¿Cómo olvidarnos del dolor? Nuestra cultura se ha construido en diálogo con lo incomprensible: ya sea la belleza y el don gratuito del amor, ya su opuesto: el sinsentido de la muerte y la crueldad, agudizado por el paso del tiempo. Sin embargo, en el mundo contemporáneo, el arte y la estética se ven cada vez más reducidos a una cartografía del trauma y de la identidad. Lo que en otras épocas era un campo de exploración formal, un espacio para las indagaciones metafísicas o sencillamente para la búsqueda de lo nuevo, aparece hoy limitado por una lógica política que se alimenta casi exclusivamente del victimismo. Esta visión de la cultura nos enfrenta a una inquietante paradoja: mientras el arte se transforma en un mero reflejo del pasado, ¿dónde queda la auténtica trascendencia? El valor salvífico de la belleza parece relegarse al ámbito político, ¿pero puede la política ser su único refugio?
No ocurría así en el pasado. Pensemos en el arquitecto Louis Kahn, por ejemplo. Para él una casa no era un vestigio de los traumas de sus habitantes, sino un espacio llamado a perdurar, a convertirse en hogar. En su obra –como sucede en la arquitectura blanca de nuestro Alberto Campo Baeza–, la luz se derrama generosamente sobre la piedra, humanizando la geometría. Sus edificios no son un monumento al dolor, sino más bien a la esperanza. De este modo, hurtan al nihilismo su discurso de muerte.
«No se trata de negar la tragedia, sino de impedir que constituya la única medida de lo real, nuestro único criterio»
Consideremos la literatura también, su raro designio de iluminar la realidad con las palabras. Pensemos, por ejemplo, en T. S. Eliot y R. M. Rilke, en Joseph Brodsky y Saul Bellow. Hablamos de grandes nombres del siglo XX. Proust, por ejemplo, no escribe En busca del tiempo perdido sólo para recuperar sus años de infancia y juventud, sino para descubrir en la memoria una estructura de sentido que le permita ordenar el mundo. Kafka, por su parte, no cede a su angustia existencial, sino que transmuta el miedo en una serie de fábulas visionarias sobre la alienación y la burocracia contemporáneas. En ambos casos la herida se encuentra presente, pero no domina al autor ni coarta su verdadera libertad creadora. El arte nos invita a mirar siempre más lejos. Al contrario que la mujer de Lot, su horizonte se proyecta hacia el futuro.
El peligro de convertir la obra artística en una simple prolongación del duelo es que la reduce a un simple espejo de la herida, en lugar de hacer de ella una ventana abierta hacia la comprensión. Hay una diferencia esencial entre recordar y permanecer atrapado en el ayer. La memoria, esencial para el creador, para el artista, no se queda paralizada en el agravio, sino que lo transforma en visión. Rilke hablaba de la belleza como «el comienzo de lo terrible», como algo «que todavía podemos soportar». No es mero esteticismo, porque precisamente en esta tensión, casi insufrible, el arte encuentra su rostro más auténtico.
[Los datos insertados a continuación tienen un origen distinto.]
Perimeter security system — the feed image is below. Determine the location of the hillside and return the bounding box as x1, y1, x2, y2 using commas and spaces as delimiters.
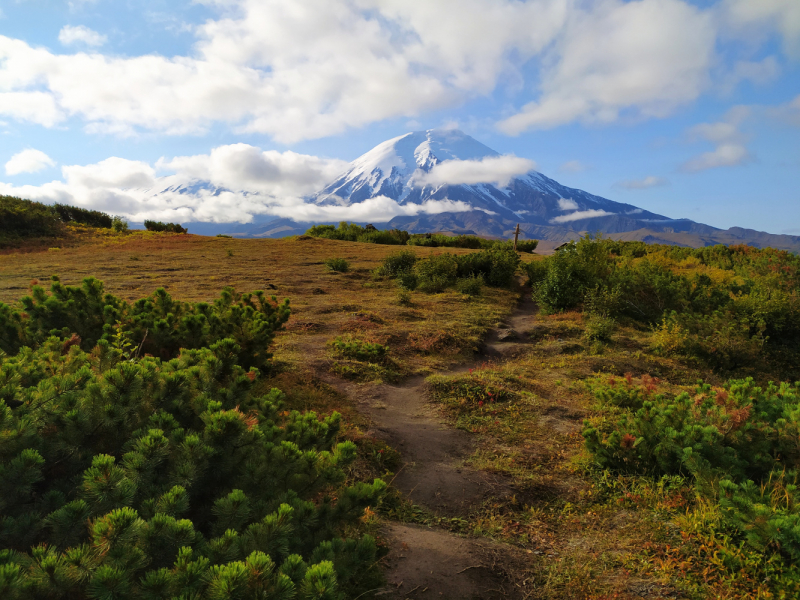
0, 232, 800, 599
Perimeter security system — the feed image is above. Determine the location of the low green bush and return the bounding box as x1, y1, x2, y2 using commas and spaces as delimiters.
0, 294, 386, 600
111, 217, 128, 233
0, 277, 291, 369
517, 240, 539, 252
306, 221, 410, 246
415, 254, 458, 294
325, 258, 350, 273
583, 314, 617, 343
408, 233, 488, 250
456, 275, 484, 296
457, 243, 520, 287
330, 336, 389, 363
583, 379, 800, 481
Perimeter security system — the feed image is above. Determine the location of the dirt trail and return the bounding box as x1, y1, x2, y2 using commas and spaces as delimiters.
328, 288, 536, 600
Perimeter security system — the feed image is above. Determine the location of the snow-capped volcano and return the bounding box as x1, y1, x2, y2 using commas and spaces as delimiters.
311, 129, 691, 233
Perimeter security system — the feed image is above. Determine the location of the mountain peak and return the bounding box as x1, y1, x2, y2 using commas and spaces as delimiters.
312, 129, 500, 205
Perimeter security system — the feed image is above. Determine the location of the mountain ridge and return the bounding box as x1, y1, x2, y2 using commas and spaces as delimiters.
145, 129, 800, 252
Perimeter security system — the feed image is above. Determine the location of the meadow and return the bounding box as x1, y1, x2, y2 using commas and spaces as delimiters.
0, 225, 800, 599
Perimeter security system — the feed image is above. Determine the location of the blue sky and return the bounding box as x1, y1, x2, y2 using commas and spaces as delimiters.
0, 0, 800, 235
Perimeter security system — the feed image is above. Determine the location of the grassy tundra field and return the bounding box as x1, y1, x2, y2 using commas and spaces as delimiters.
0, 220, 800, 599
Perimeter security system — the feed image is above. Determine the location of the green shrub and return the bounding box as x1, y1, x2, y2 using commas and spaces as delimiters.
583, 379, 800, 481
719, 470, 800, 564
397, 272, 419, 290
456, 275, 483, 296
330, 336, 389, 363
53, 204, 113, 229
111, 217, 128, 233
306, 221, 410, 246
529, 236, 614, 312
375, 250, 419, 277
415, 254, 458, 294
408, 233, 488, 250
583, 315, 617, 343
457, 243, 520, 287
517, 240, 539, 252
325, 258, 350, 273
0, 277, 291, 369
0, 196, 64, 238
522, 260, 548, 287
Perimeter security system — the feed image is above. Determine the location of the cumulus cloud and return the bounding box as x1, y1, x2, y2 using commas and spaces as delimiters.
614, 175, 669, 190
550, 210, 614, 223
0, 0, 564, 143
0, 144, 471, 223
6, 148, 56, 175
157, 144, 348, 196
558, 198, 579, 210
0, 0, 800, 143
498, 0, 717, 135
58, 25, 108, 47
414, 154, 536, 187
558, 160, 589, 173
681, 106, 753, 173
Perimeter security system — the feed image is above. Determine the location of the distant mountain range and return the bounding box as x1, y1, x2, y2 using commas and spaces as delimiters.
166, 130, 800, 252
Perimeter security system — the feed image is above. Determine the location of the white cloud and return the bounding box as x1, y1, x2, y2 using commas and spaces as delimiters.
0, 0, 566, 143
498, 0, 716, 135
558, 160, 589, 173
550, 210, 614, 223
681, 106, 753, 173
6, 148, 56, 175
58, 25, 108, 47
0, 0, 800, 143
414, 155, 536, 187
614, 175, 669, 190
157, 144, 348, 196
558, 198, 579, 210
0, 144, 471, 223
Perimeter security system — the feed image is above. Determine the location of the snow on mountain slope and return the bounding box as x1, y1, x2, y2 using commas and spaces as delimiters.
310, 129, 685, 232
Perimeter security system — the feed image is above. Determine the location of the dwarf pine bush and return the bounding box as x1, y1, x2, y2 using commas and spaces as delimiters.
0, 283, 384, 600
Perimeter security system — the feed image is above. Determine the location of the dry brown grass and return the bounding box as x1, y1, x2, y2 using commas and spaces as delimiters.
424, 312, 732, 599
0, 228, 517, 382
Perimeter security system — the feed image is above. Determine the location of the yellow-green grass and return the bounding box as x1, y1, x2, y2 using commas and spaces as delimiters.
428, 312, 792, 599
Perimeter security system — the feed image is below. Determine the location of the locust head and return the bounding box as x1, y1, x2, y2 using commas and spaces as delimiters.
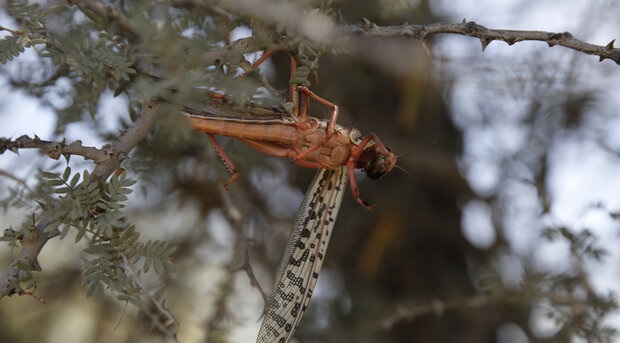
356, 144, 396, 180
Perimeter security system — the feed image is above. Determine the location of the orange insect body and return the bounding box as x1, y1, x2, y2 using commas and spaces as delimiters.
188, 87, 396, 210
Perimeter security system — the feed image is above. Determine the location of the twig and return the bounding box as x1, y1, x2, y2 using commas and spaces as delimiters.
0, 135, 111, 163
200, 19, 620, 65
0, 169, 34, 194
337, 19, 620, 64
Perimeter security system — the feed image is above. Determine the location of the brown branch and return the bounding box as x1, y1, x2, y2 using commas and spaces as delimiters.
0, 103, 159, 299
205, 19, 620, 65
0, 135, 111, 163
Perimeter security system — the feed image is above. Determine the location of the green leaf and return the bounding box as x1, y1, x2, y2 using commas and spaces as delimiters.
40, 171, 58, 179
69, 174, 80, 187
62, 167, 71, 182
75, 230, 86, 243
142, 257, 153, 273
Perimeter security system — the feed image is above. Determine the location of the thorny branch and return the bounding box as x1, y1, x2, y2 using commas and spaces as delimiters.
0, 135, 114, 163
337, 19, 620, 64
0, 103, 159, 299
69, 0, 620, 65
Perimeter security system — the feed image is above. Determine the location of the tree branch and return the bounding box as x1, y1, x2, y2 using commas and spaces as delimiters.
0, 135, 110, 163
0, 103, 159, 299
205, 19, 620, 65
337, 19, 620, 64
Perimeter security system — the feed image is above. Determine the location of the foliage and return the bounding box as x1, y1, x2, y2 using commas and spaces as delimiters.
7, 167, 175, 306
0, 0, 620, 342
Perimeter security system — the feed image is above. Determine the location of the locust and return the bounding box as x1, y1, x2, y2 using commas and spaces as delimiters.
186, 57, 397, 343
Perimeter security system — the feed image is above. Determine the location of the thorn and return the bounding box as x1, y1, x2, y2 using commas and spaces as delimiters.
32, 258, 41, 272
480, 38, 493, 52
605, 39, 616, 50
420, 39, 433, 56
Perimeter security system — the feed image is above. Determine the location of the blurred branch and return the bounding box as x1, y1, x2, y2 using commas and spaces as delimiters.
0, 169, 34, 195
0, 103, 159, 299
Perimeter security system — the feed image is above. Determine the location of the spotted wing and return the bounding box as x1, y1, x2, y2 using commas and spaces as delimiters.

No se trata de negar la tragedia, sino de impedir que constituya la única medida de lo real, nuestro único criterio. El arte, la gran literatura, la música, la pintura, pueden certificar el dolor del mundo. Pero también nos recuerdan que, incluso en la noche más oscura, hay una luz que sustenta el futuro y la esperanza. Y que representa, además, una de las últimas líneas de resistencia frente al poder del mal en la historia.